He hadn't forgotten.  

The memories remained vivid.  

Leticia had come to this manor cradled in Hannah's arms.  

Abandoned by some man with no means to raise a child, Hannah had been moments from jumping off a bridge with two-year-old Leticia when Johann's parents found them and brought them to the estate.  

His frail mother entrusted the twins to Hannah's care.  

A nursemaid's duties.

She'd cared well for her own child, so surely she could tend to them too.  

And Hannah had excelled.  

Her kindness toward the twins made them adore her little girl in turn.  

They'd rocked Leticia's cradle, helped her toddling steps.  

This very scar was Johann's doing. 

While Benjamin was briefly away, Johann had let go of her hand for just an instant during walking practice—long enough for her to fall and earn this permanent mark.  

He knew.

Of course he knew.

Benjamin's words held nothing but truth.  

But without this outlet, Johann's hatred would have nowhere to go.  

Someone must bear the blame.  

Someone must become the sacrificial goat, laden with sins and driven into the wasteland.  

For Johann, that scapegoat was Leticia.  

For his own sake, she must suffer.  

Else that suffering would consume him instead.  

Johann walked slowly to the open window and gripped its frame.  

The icy air flowing in numbed his cheeks.  

This manor was a cold, lonely place.  

His soul had frozen solid within these walls.  

Yet once, long ago, spring had existed here too.  

There had been seasons when flowers bloomed and sunlight streamed through green leaves.  

But after that day, spring abandoned this estate forever.  

It would never return.  

Not in eternity.  

***

["Leticia."]  

A groan escaped Leticia's lips as she surfaced through the splitting headache.  

'It hurts... I'm suffering...'

Her entire body ached. Nausea churned in her gut, her chest felt tight, and her skull threatened to crack open.  

["Leticia. This is a gift for you."]  

A voice echoed in her mind.  

'Who...?'

She knew that voice—yet couldn't place it.  
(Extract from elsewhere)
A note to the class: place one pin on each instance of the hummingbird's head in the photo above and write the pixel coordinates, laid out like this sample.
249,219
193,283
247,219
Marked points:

["Johann and I picked it together. We engraved our names on the back."]  

["I chose it, not my brother. He wanted something else, but I insisted. Isn't it pretty?"]  

["When you grow into a fine lady, you'll put a portrait of your sweetheart inside. A tiny one."]  

["If anyone proposes, they must seek our permission first. If we refuse, it's over."]  

["Why? Because you're our little sister, of course."]  

Her thoughts tangled in unfamiliar yet intimate words. The same voice, layered over itself. A voice she'd heard long ago.  

["Leticia—!"]  

Who was calling her?  

That scorching smell, the smoke—what was it?  

["We have to run!"]  

Why did they need to run?  

A horse screamed.  

The carriage tilted, plunging over a cliff.  

Tossed violently inside, she shrieked as her body slammed against the walls.  

"Ah... ahh..."  

Leticia's hand flailed in empty air.  

"Sa... save me... please save me...!"  

Her consciousness was trapped in that tumbling carriage.  

"Save—"  

The moment the carriage crashed—  

"AAAH!"  

—she woke with a gasp.  

"Haah... haah... haah..."  

Trembling fingers curled in the air as she panted. Her pupils shook with terror.  

"Ha... ah..."  

Struggling upright, she touched the bandages on her forehead. Clutching her head, she scanned the room with wary eyes.  

'This place...' 

She knew it.  

No—she knew this manor.  

She'd lived here once. Long ago, as a child.  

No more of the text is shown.